Al mismo tiempo que decía esto, el enmascarado apretó el gatillo del revólver y una atronadora detonación repercutió en los reducidos ámbitos de la cárcel.

Jed Warmack sintió una mordedura en la oreja izquierda y se llevó a ella la mano, retirándola tinta en sangre.

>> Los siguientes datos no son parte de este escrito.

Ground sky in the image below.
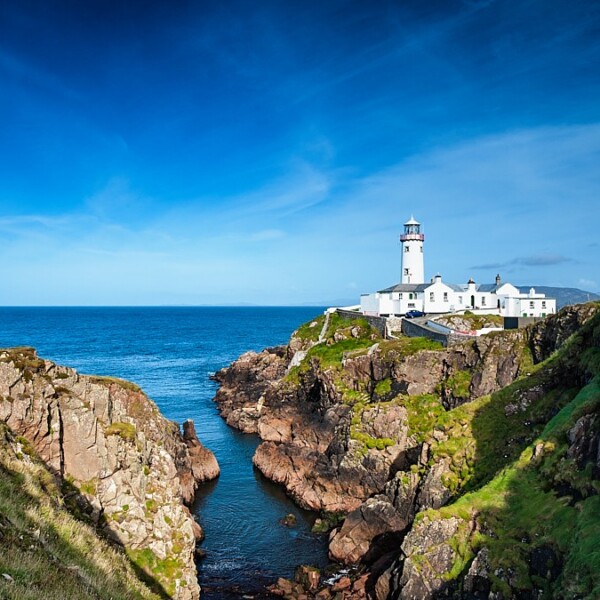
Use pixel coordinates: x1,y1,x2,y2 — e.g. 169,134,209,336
0,0,600,306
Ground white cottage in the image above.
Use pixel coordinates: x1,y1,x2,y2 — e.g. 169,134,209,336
360,217,556,317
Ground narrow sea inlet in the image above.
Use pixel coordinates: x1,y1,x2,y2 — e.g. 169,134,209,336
0,307,327,600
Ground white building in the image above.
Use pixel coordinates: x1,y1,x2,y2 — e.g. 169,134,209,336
360,217,556,317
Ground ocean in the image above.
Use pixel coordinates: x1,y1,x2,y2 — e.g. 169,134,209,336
0,307,327,600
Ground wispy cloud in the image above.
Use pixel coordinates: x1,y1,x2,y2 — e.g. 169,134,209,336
248,229,285,242
578,278,600,290
470,254,574,270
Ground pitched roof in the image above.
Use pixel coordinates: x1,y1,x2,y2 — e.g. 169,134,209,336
377,283,431,294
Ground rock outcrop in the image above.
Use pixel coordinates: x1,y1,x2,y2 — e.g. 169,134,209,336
216,303,600,600
0,348,219,600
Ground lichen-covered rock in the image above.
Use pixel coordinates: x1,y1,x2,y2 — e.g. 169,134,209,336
329,496,407,563
216,305,599,598
0,348,218,600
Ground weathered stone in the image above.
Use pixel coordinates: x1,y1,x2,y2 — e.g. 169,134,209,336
329,496,407,564
294,565,321,593
0,348,218,600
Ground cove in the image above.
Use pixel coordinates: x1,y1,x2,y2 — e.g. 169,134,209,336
0,307,327,600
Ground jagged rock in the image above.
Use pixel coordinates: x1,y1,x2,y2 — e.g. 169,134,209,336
463,548,491,599
394,517,463,600
183,419,221,504
567,414,600,477
329,496,407,564
216,305,600,600
529,303,599,363
0,348,218,600
294,565,321,593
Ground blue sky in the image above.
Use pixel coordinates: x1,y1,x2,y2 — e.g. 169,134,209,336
0,0,600,305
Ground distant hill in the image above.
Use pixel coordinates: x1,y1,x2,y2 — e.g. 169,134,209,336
517,285,600,309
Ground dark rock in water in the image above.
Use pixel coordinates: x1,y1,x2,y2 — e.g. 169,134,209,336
279,513,298,527
329,496,407,563
216,304,600,600
294,565,321,593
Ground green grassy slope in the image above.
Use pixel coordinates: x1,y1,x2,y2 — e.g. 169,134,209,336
0,423,164,600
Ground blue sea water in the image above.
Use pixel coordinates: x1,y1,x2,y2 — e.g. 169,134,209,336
0,307,327,600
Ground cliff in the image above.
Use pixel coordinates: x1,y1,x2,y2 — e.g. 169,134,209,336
0,348,219,600
216,303,600,600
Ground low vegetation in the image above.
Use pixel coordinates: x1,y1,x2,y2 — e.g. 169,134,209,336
0,423,159,600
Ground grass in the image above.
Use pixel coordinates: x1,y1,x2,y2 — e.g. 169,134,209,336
88,375,142,392
0,424,164,600
438,371,472,400
127,548,182,597
104,421,136,442
379,336,444,358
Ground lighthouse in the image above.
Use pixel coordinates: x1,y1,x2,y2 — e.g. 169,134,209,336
400,217,425,283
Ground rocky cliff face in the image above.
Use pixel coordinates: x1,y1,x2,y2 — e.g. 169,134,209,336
0,348,219,600
216,304,600,600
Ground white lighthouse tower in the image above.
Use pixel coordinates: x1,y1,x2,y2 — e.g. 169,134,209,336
400,217,425,283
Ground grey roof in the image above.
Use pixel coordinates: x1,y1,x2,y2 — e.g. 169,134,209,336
378,283,431,294
476,283,500,292
377,281,503,294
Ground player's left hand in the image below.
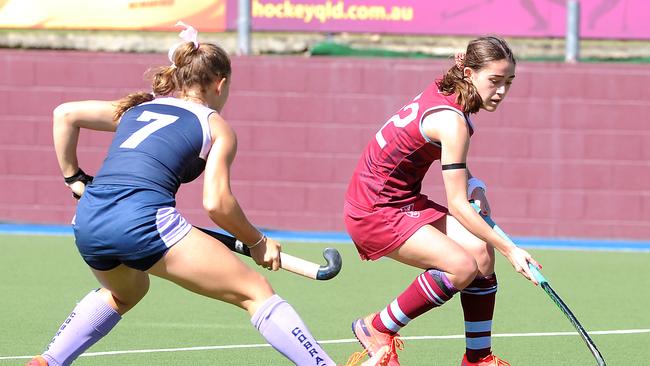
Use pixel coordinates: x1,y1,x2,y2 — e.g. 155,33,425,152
64,168,94,199
250,237,282,271
469,188,491,216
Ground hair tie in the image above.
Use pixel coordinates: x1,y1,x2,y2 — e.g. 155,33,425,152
167,20,199,67
454,52,465,71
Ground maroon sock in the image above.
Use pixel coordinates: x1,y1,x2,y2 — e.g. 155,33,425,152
372,269,458,334
460,274,497,362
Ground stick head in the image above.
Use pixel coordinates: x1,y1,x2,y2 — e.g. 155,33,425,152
316,248,343,281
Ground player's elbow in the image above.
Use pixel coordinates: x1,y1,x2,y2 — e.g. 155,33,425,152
203,194,231,218
447,199,465,218
203,197,223,216
52,103,72,125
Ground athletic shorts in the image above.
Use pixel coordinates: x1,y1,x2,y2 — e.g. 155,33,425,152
72,184,192,271
344,196,448,260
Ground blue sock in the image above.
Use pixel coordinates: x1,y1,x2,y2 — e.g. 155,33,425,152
251,295,336,366
43,290,122,366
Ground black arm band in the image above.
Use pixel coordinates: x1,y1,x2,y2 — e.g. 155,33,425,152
63,168,93,185
442,163,467,170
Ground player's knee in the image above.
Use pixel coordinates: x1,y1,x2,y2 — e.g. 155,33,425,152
454,255,478,289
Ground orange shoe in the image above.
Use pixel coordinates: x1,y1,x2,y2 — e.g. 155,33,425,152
345,346,390,366
25,356,48,366
352,313,404,366
460,354,510,366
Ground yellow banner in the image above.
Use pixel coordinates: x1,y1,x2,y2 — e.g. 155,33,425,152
0,0,226,32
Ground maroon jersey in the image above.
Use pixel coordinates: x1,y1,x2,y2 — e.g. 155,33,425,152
346,83,473,210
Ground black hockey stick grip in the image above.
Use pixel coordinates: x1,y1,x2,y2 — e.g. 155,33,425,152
472,202,606,366
196,227,343,281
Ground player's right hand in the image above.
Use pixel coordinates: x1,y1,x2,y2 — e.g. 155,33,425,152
250,237,282,271
506,247,541,285
66,180,86,200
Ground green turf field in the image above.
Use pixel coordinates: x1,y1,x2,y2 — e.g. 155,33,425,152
0,235,650,366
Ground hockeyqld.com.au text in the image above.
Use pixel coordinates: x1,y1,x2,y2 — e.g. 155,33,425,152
252,0,413,23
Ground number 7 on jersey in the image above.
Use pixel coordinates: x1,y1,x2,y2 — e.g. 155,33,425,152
120,111,178,149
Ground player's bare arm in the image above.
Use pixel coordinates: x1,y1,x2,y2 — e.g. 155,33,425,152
203,113,280,270
422,111,536,283
52,100,118,198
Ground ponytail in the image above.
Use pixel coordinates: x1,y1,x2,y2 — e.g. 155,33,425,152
436,66,483,114
436,36,517,114
113,66,175,121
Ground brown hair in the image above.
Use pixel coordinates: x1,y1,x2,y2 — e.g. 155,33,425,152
114,42,232,120
436,36,517,113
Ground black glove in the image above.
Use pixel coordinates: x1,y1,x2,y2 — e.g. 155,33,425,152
63,168,93,199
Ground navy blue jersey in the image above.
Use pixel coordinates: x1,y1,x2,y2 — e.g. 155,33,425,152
73,98,215,270
93,98,214,194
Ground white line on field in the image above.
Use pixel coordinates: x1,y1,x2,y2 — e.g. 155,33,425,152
0,329,650,360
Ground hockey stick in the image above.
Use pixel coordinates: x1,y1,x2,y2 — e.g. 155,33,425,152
196,227,343,281
472,202,606,366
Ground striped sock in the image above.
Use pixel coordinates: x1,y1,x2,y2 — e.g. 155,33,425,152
460,274,497,362
372,269,458,334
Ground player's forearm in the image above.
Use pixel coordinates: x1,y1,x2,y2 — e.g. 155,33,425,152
449,199,513,255
52,106,79,177
204,195,262,246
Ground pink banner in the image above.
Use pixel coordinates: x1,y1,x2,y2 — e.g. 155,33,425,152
228,0,650,39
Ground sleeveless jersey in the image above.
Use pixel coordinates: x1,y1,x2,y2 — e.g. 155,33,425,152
92,98,216,195
346,83,473,211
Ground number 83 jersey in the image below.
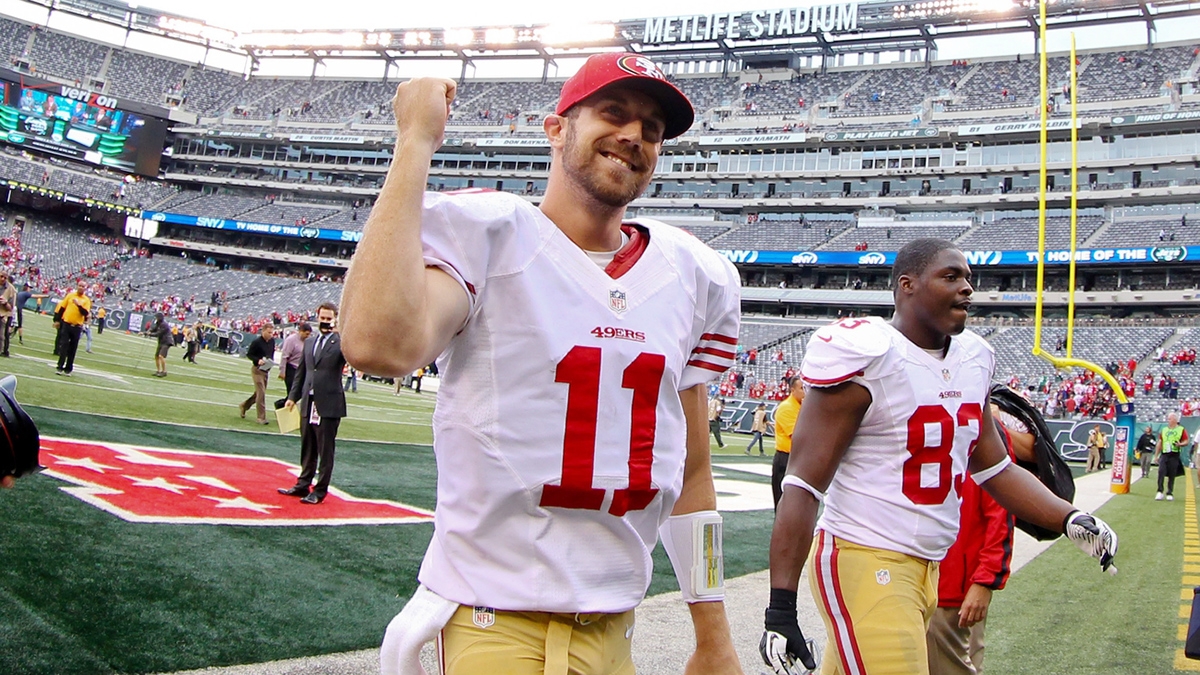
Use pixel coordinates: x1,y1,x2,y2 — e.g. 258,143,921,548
800,317,995,560
420,192,740,613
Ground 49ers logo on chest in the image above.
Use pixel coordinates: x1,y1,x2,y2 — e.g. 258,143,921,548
41,437,433,525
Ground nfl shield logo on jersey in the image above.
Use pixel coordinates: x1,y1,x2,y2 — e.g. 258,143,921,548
608,289,629,313
472,607,496,628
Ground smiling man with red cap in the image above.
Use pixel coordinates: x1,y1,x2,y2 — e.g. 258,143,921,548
342,53,742,675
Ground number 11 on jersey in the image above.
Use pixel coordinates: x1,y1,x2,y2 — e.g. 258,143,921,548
539,346,666,516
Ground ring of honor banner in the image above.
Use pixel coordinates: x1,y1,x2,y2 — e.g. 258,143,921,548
1110,402,1138,495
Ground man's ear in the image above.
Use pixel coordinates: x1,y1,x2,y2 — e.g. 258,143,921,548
541,114,571,149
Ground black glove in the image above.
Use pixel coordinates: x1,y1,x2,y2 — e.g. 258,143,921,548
1062,510,1117,574
758,589,817,675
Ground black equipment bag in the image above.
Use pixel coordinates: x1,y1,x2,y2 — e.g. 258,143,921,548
991,384,1075,542
0,389,42,478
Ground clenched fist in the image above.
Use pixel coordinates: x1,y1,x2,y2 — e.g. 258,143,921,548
391,77,457,150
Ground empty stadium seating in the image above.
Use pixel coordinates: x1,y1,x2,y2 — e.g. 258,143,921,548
0,19,1195,132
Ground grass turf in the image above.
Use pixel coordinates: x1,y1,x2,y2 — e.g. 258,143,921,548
0,316,1184,675
984,474,1180,675
0,407,434,674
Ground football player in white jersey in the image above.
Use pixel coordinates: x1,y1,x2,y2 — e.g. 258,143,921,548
760,239,1117,675
342,54,742,675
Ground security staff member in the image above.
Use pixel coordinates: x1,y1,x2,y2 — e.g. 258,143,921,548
770,375,804,506
280,303,346,504
54,279,91,377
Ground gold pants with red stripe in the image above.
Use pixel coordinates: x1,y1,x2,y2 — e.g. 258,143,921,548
438,605,634,675
809,530,937,675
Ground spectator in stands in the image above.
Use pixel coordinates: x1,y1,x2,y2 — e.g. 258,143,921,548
150,312,175,377
746,404,767,456
1087,424,1109,471
708,396,725,448
0,269,17,357
54,279,91,377
238,323,275,424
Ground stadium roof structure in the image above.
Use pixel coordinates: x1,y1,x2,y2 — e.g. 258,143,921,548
24,0,1200,67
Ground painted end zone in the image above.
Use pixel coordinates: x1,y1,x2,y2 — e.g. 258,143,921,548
41,437,433,526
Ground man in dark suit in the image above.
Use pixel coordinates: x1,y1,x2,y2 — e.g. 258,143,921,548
280,303,346,504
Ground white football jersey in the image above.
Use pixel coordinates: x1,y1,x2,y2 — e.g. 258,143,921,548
420,187,740,613
800,317,995,560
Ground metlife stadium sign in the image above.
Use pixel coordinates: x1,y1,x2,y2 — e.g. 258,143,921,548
642,2,858,44
716,246,1200,267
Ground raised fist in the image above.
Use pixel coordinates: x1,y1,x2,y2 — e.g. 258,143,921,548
391,77,457,150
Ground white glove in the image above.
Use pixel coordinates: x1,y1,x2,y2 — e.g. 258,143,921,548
379,585,458,675
1062,510,1117,574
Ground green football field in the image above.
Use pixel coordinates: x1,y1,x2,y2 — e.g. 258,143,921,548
0,317,1200,675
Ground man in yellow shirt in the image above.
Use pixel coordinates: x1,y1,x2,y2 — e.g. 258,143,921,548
54,280,91,377
770,375,804,507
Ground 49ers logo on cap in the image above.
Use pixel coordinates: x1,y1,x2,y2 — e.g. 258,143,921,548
41,437,433,525
617,54,667,80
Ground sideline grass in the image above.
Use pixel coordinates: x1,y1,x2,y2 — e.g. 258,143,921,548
0,406,436,675
7,312,433,443
984,476,1193,675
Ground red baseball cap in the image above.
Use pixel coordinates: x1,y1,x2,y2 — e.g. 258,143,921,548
554,52,696,138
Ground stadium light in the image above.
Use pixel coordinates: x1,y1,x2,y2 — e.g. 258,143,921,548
404,30,433,47
158,17,238,44
484,28,517,44
236,30,392,49
442,28,475,47
539,24,617,46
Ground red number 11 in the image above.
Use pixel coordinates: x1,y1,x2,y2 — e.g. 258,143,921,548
539,347,666,516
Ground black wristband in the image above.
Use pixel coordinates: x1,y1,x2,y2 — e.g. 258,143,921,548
767,589,796,615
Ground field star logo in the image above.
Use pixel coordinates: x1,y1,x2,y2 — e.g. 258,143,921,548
41,437,433,526
608,289,629,313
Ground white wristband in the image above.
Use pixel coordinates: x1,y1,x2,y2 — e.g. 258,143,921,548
659,510,725,603
971,455,1013,485
781,473,824,503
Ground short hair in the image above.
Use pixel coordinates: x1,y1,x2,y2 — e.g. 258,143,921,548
892,237,958,289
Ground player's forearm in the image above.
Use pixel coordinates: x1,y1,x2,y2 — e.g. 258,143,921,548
671,384,716,515
770,488,817,591
341,141,433,375
983,465,1076,532
688,602,733,652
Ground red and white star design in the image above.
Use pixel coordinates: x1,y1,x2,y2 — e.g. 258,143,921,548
42,437,433,525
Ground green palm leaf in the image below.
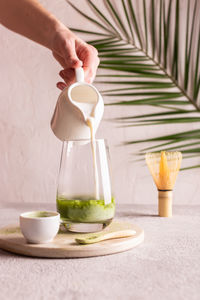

Cuando el irritante humo se hubo despejado un poco, el
sheriff
clavó la mirada en el enmascarado y sus labios murmuraron:

—¡
El Coyote
!

—Sí. He venido a verte y me marcho muy satisfecho de quienes me informaron acerca de ti. Me dijeron que eras el canalla más grande de todo California, como el general Clarke y otros sujetos por el estilo. Lamento que mi conciencia me impida meterte otra bala en la cabeza; pero lo haré si, inmediatamente, no abres la celda y dejas salir al señor Cárdenas. Tú puedes ocupar su sitio. ¡Pronto!

El
sheriff
alcanzó las llaves que colgaban de un clavo, sobre su cabeza y, temblando como una hoja movida por el huracán, abrió la celda, de la cual salió, como atontado, Telesforo Cárdenas, que aún no estaba convencido de la realidad de lo que ocurría.